Fork me on GitHub
#fulcro
<
2022-09-08
>
janezj19:09:21

When working with reports I found that when I enter a string into report control everything works as expected until there are no characters outside latin1. When I enter Dončić into control, "Dončić" appears in db. But when I hit start-report! 1. only "Don" will be passed as param to load transaction :app.ui.sup.trade-items/label "Don", 2. react_devtools_backend.js:4026 ERROR [com.fulcrologic.rad.routing.history:102] - DOMException: Failed to execute 'btoa' on 'Window': The string to be encoded contains characters outside of the Latin1 range. at goog.crypt.base64.encodeString Probably I should convert the string to utf-8 before base64? But first I would like that someone confirms the problem with own app with html5-history.

tony.kay20:09:14

I can tell you that Fulcro in general makes no promises if you work outside of UTF-8. Everything assumes that’s what you’re using, and I have no plans on dealing with other encodings in any of the internals.

tony.kay20:09:45

So I strongly suggest you set up your html/js env to always use UTF-8

roklenarcic07:09:00

Perhaps routing history only works with latin1 in url?

janezj07:09:58

test:

(require '[com.fulcrologic.fulcro.algorithms.do-not-use :refer [base64-encode base64-decode]])
  (require '[goog.crypt.base64 :as b64])
  (require '[goog.crypt :as crypt])
  (require '[clojure.string :as str])
;; correct
  (let [bytes (crypt/stringToUtf8ByteArray (clj->js "Dončić"))] ;; First convert our JavaScript string from UCS-2/UTF-16 to UTF-8 bytes
    (b64/encodeString (str/join "" (map char bytes))))
;; error
  (base64-encode "Dončić")

tony.kay22:09:13

Good catch.
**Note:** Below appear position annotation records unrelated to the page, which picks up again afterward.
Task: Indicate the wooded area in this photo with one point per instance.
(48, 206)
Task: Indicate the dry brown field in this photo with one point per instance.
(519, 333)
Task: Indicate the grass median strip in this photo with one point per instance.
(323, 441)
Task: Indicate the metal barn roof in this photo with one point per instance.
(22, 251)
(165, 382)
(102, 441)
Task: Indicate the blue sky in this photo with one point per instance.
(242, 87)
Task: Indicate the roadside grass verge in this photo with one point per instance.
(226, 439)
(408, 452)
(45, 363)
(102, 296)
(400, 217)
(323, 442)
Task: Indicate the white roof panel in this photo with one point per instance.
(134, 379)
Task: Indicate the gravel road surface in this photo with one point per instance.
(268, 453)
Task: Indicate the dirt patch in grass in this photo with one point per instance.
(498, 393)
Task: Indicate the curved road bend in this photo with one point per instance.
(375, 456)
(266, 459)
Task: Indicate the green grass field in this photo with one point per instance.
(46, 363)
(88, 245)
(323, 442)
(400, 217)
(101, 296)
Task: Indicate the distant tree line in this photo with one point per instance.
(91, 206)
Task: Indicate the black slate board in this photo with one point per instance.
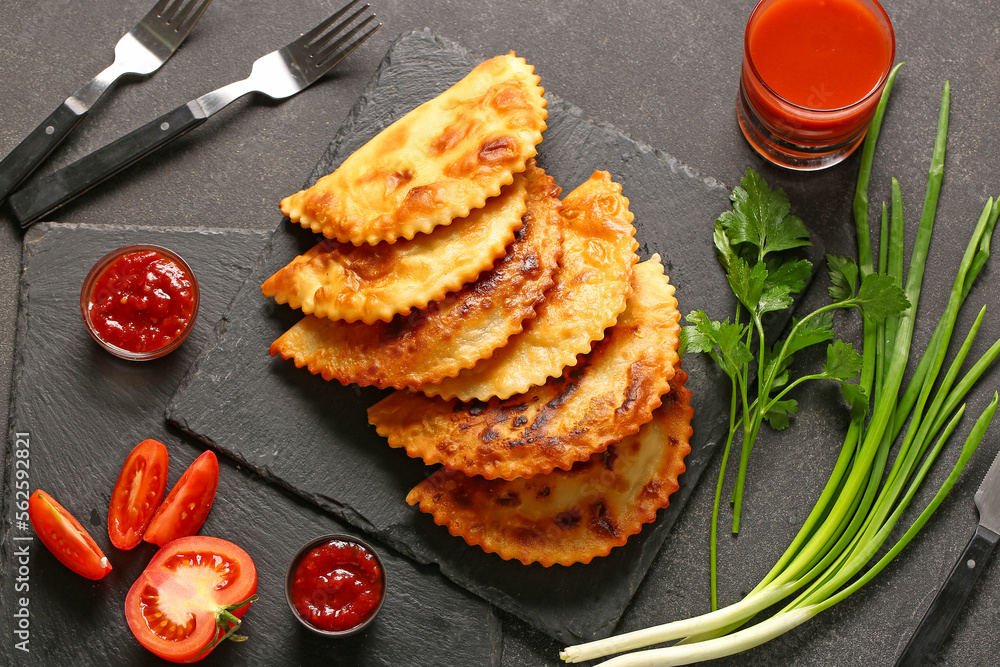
(313, 437)
(84, 410)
I remember changing that because the old way was super slow on large values... I was hoping it would not matter but clearly I had thought otherwise earlier. Oh well. Should probably change it back and use the new implementation with a different name in the performances case.

👍 1
tony.kay19:09:52

Released in 3.5.25

janezj20:09:13

Thanks, fast-base64, great so there are both implementations. Are you sure that you won't have problems not supporting non latin1 characters in your apps? I am just asking because I don't know how in US you are writing some foreign names? For example is HR recording names differently as they written in legal documents? This is probably the case and saves a lot of problems. I am going to ask some HR guys how they are handling foreign alphabets.

tony.kay20:09:29

Well, the fast is only on if you turn it on. I had a use-case where it mattered a lot, and there were no encodings, so it can be useful, but this is a do-not-use ns, and should only affect internals like this one thing you found

Lennart Buit10:09:59

Haha I originally wrote those b64 functions. I can imagine them being super slow. JS engines are not helping with their base64-decode-functions-being-only-defined-for-latin-1-characters.

roklenarcic10:09:51

Why would base64 have anything to do with whether it’s latin-1 or not? Base64 encode is by nature a byte encoding scheme, so what data it’s encoding should not matter. Look at any Base64 encoder in Java it takes byte[]. The source of bytes is where there can be a difference… ASCII string can be used as bytes directly, but UTF-8 string needs to be converted to bytes first.

Lennart Buit12:09:18

I must admit that the details escaped me over the years 😛.

tony.kay14:09:52

because it is base64 ecoding the bytes of the string, and the encoding of the string has to be known. In js, evidently, UTF8 internal strings are not the guaranteed default, so you have to first ask it to re-encode the string in UTF8 so that you have a consisitent known thing to decode later.